At The California Sunday Magazine, Lizzie Presser reports on the Dickensian treatment of Filipino workers aboard Carnival Cruise Line ships — where the routine involves 12 and 14-hour days, seven days a week for paltry pay and zero overtime — just to be able to provide better lives for families they rarely get to see. And, if they’re injured on the job? They’re essentially on their own.
When Regie stepped aboard the Sensation, his first ship, he was enchanted. Built by Carnival in 1993, it was huge — 14 stories tall and nearly three football fields long. Regie had never used a dishwasher, but now he was spending ten hours a day, every day, loading and unloading one and steaming pots as big as bathtubs. In his cream-colored, windowless cabin two levels below deck, there was the thrill of waves thudding against the hull, startling him awake. Even the routines felt exciting. He cleaned his navy-blue uniform in the evenings and reported to the kitchen, on deck eight, at 6 each morning.
Regie’s wages washing dishes — which came to about $1.75 an hour — were on the lower end of Carnival’s pay scale.

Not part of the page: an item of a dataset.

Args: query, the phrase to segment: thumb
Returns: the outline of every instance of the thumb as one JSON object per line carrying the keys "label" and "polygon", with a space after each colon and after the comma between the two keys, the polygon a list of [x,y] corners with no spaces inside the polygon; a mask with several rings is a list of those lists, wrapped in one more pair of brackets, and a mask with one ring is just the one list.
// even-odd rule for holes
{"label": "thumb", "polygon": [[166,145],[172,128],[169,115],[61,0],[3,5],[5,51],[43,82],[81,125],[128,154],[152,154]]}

He figured that if he was giving up time with his family, he might as well make as much money as he could.
The salary would be enough to send his kids to private school, and the 48-hour workweek sounded standard. Regie didn’t notice that his $450-a-month pay was fixed, even if he put in up to 70 hours a week. He also didn’t see the clause at the bottom of the third page that barred him from seeking protection under U.S. law if he were injured.
In those early years, Regie never complained. He had accepted that the monthly two-and-a-half “paid leave days” in his contract would not be honored. Instead, he worked every day. If he was lucky, his managers gave him two daytime hours off each week, sometimes four.
In interviews with ten Carnival Cruise Line employees with a combined 70 years of experience on different ships, all said that the number on the Fun Time screen appeared in red when they logged more than ten hours. Room stewards, cooks, and waiters explained that, in these cases, a supervisor would call them, reduce their hours to ten (or, in rare instances, 11), and then ask that employees sign back in to Fun Time to approve the adjusted time sheet.